□ 정부는 영아 자녀를 둔 가구의 양육을 지원하기 위해 기관 서비스 확대와 가정 내 양육 지원 등 다양한 지원정책을 시행해 오고 있음
- 영아 기관보육 활성화와 가정 내 양육지원 정책의 정책 방향이 상충됨
- 영아 양육 지원 정책에 대한 시행 주체가 다양하여 각 사업별 적정 규모에 대한 통합적인 접근 필요함
- 개별성, 정합성, 통합성을 충족시키기 위해서는 정책 수요자에 대한 면밀한 파악이 이뤄져야 하며, 현재 시행하고 있는 정책의 우선순위를 정립하여 자원의 선택과 집중이 필요함
- 본 연구의 목적은 현재 영아를 대상으로 하는 다양한 정책의 혼재 속에서 영아 양육 지원에 대한 수요자들의 명확한 욕구를 분석하고 종합적 대응 방안을 수립하는 데 있음
The purpose of this study is to analyze the demand of infant childcare support and establish the comprehensive response plan. To do this, the study identifies the history of domestic infant childcare and support policy and examines the infant childcare related data from the previous childcare support surveys, such as National Childcare Survey (2015, 2018). In addition, with parents of infants, the study performs both the survey for infant childcare by household characteristics, childcare service and residential area to investigate general demand, and the in-depth interview.

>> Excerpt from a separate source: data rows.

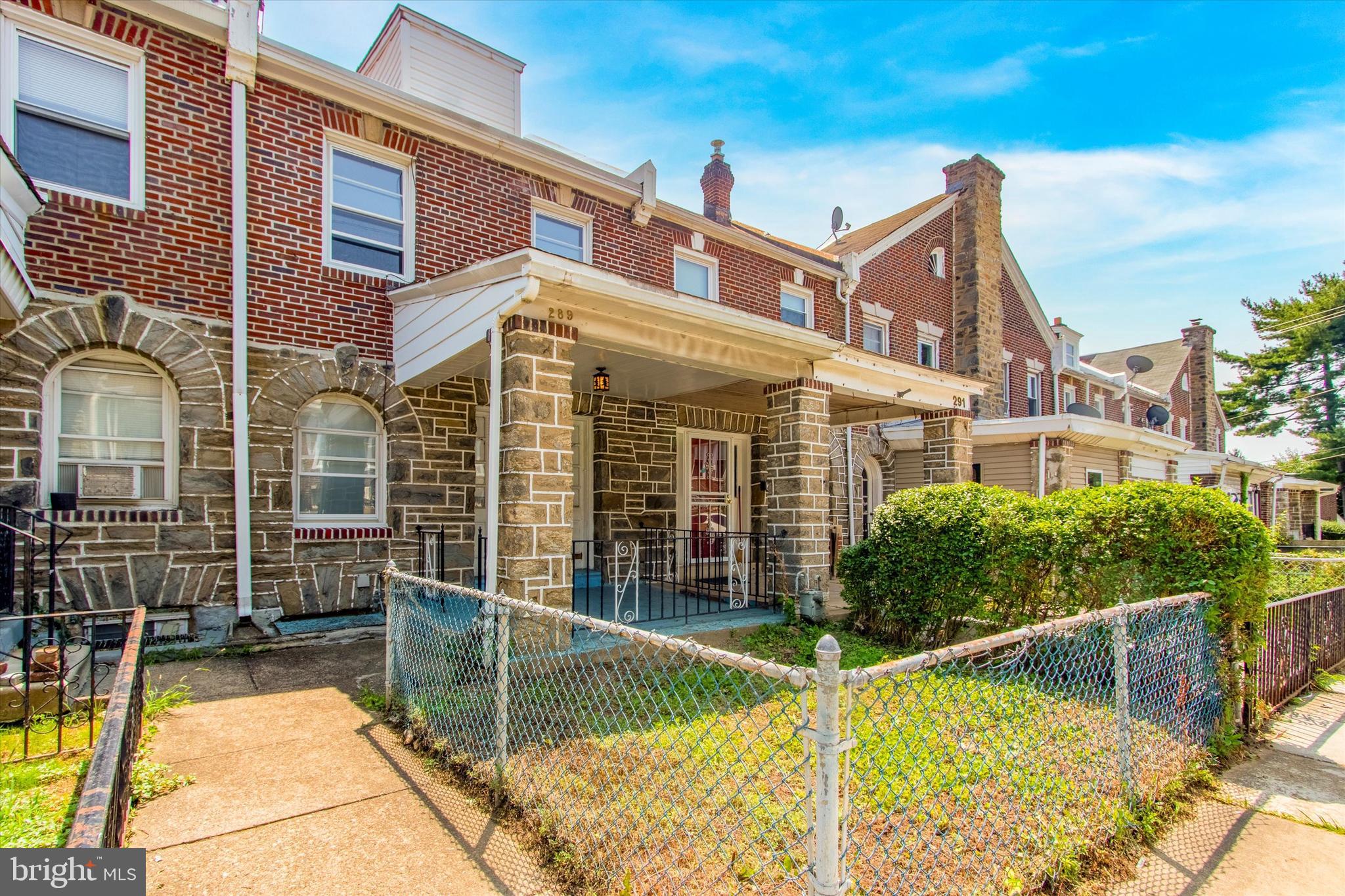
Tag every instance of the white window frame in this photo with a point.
(799, 292)
(16, 20)
(1033, 391)
(698, 258)
(883, 328)
(384, 156)
(935, 263)
(317, 521)
(51, 433)
(548, 209)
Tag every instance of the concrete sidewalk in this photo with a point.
(299, 790)
(1252, 837)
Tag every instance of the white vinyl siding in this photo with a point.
(73, 109)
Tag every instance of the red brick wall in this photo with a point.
(1024, 340)
(900, 281)
(173, 254)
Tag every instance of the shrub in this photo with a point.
(934, 554)
(939, 554)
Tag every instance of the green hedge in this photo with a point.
(940, 554)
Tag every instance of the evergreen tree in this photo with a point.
(1297, 381)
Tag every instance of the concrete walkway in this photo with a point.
(300, 792)
(1252, 837)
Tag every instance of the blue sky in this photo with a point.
(1162, 160)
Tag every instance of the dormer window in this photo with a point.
(937, 261)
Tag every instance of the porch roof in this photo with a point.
(440, 328)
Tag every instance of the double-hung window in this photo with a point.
(876, 336)
(563, 232)
(114, 427)
(370, 211)
(695, 274)
(74, 109)
(340, 463)
(797, 305)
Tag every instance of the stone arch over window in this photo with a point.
(183, 351)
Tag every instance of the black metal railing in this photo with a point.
(55, 677)
(24, 538)
(670, 574)
(105, 798)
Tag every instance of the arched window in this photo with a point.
(338, 463)
(110, 431)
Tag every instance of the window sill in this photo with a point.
(114, 515)
(341, 532)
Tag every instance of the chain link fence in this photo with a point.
(1293, 575)
(650, 765)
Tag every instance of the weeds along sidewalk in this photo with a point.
(659, 766)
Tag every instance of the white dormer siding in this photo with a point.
(449, 69)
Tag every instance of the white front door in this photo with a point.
(581, 441)
(713, 495)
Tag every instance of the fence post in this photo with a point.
(1121, 672)
(500, 699)
(389, 644)
(827, 879)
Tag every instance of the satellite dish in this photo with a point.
(1139, 364)
(1083, 410)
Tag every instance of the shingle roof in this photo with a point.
(857, 241)
(1168, 359)
(786, 244)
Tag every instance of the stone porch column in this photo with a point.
(947, 446)
(537, 463)
(798, 454)
(1059, 457)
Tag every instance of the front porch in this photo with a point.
(688, 481)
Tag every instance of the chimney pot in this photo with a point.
(717, 184)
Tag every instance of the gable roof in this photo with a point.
(857, 241)
(1168, 359)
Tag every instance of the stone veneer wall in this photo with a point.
(116, 558)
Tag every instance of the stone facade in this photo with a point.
(537, 482)
(977, 280)
(798, 458)
(947, 446)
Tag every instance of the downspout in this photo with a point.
(493, 461)
(1042, 465)
(240, 70)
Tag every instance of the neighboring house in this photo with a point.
(466, 351)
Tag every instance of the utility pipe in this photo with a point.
(242, 475)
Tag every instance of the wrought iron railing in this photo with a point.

As a result, the study suggests several comprehensive policies to strengthen the direct childcare by parents for infant under 1 year old, and to accept various demand of childcare support for infants. For infant under 1 year old, the use of parental leave should be enhanced and in particular, it is needed to make fathers use parental leave for a certain period to increase the childcare participation of males continuously. Moreover, in case of (parents) direct childcare, the income preservation needs to be considered through ‘special additional childcare allowance for direct childcare’ and for single income household, it is needed to strengthen various services to support home childcare. To respond the demand of various childcare supports of the household who cares infants 1~2 years old, it is required to guarantee the selection rights for the use of time policies freely such as shortening working hours during childcare period, flexible working system, and so on. Also, the study suggests ‘Urgent Early Leave’ which is a time policy for working parents to have 3~4 times leaves a year for the purpose of taking care of their child under emergency. In addition, for dual income households who return to work after finishing the parental leave, and have the long-waiting period for childcare service institution, it is needed to establish ‘Temporary childcare support service’ more actively. As part-time workers do not join the Employment Insurance, dual income households with one part-time worker are on a blind spot for the use of the time policies, and thus it is needed to accomplish the generalization of the policies by expanding the policy target.